Stellungnahme Initiative «Familie und Beruf»

Donnerstag, 15.09.2016

Stellungnahme Initiative «Familie und Beruf»

Kita-Finanzierung kann nur der Anfang sein
Die Initia­tive der Wirt­schafts­kammer beinhaltet zwei Vorhaben. Einer­seits sollen die Taggelder des Mutter­schafts­ur­laubs nicht mehr über die Kran­ken­ver­si­che­rungen, sondern aus dem Topf der Fami­li­en­aus­gleichs­kasse (FAK) entrichtet werden. Damit sollen fami­li­en­freund­liche Unter­nehmen bei Schwan­ger­schaften in der Beleg­schaft nicht mehr unver­hält­nis­mässig belastet werden, denn die Prämien erhöhen sich bei Mutter­schafts­ur­laub gleich wie bei krank­heits­be­dingten Ausfällen. Ande­rer­seits wurde die Initia­tive um die fast iden­ti­sche Vernehm­las­sungs­vor­lage der Regie­rung zur Kita-Finan­zie­rung vom Dezember 2015 ergänzt, worauf die Regie­rung ihre Vorlage zurückzog und der Wirt­schafts­kammer das Feld über­liess. Die öffent­liche Diskus­sion bei Gegnern und Befür­wor­tern dreht sich fast nur um die Kita-Finan­zie­rung. Immer emoti­ons­ge­la­dener werden unter­schied­liche frei­willig oder notge­drungen gewählte Fami­li­en­mo­delle gegen­ein­ander ausge­spielt, womit der Sache am wenigsten gedient ist. Der LANV steht klar hinter diesem Teil der Initia­tive, obschon wir die Vernehm­las­sungs­vor­lage bevor­zugt hätten.

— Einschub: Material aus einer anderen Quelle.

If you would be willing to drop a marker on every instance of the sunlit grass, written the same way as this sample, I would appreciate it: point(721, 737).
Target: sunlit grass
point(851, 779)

Das Haupt­an­liegen der Initi­anten hingegen gerät in der öffent­li­chen Diskus­sion immer mehr in den Hinter­grund, da sich niemand persön­lich benach­tei­ligt fühlt. Der LANV tut sich mit der Verla­ge­rung des Taggelds von der Taggeld­ver­si­che­rung zur FAK hingegen äusserst schwer. Unge­rech­tig­keiten gegen­über fami­li­en­freund­li­chen Unter­nehmen durch das jetzige System der Taggeld­ver­si­che­rung könnten unseres Erach­tens mit soli­da­ri­schen Prämi­en­an­teilen für Mutter­schaft gelöst werden. Somit kann der Topf der FAK neben der Kita-Finan­zie­rung für weitere echte Verbes­se­rungen in der Verein­bar­keit von Familie und Beruf verwendet werden.

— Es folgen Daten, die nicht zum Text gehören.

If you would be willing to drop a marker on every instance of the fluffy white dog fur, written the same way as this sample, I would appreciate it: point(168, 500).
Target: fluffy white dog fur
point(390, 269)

Seit der gesetz­li­chen Veran­ke­rung von Eltern­ur­laub im Jahr 2003 plädieren wir für bezahlten Eltern­ur­laub aus Über­schüssen der FAK, da sich viele Fami­lien unbe­zahlten Eltern­ur­laub nicht leisten können. Die dama­lige Regie­rung argu­men­tierte wirt­schafts­hörig: „Bezahlter Eltern­ur­laub stellt einen Lohn­er­satz dar. Die Fami­li­en­zu­lagen stellen aber „system­im­ma­nent“ keinen Lohn­er­satz dar. Sie dienen als teil­weiser Ausgleich der Fami­li­en­lasten, dem wirt­schaft­li­chen Schutz der Familie. Den Eltern­ur­laub über die Fami­li­en­aus­gleichs­kasse finan­zieren zu wollen, ist deshalb nach Ansicht der Regie­rung und der AHV-IV-FAK-Anstalten abzu­lehnen.“ Beim Initia­tiv­teil Mutter­schafts­ur­laub handelt es sich in genau glei­cher Weise um einen Lohn­er­satz handelt.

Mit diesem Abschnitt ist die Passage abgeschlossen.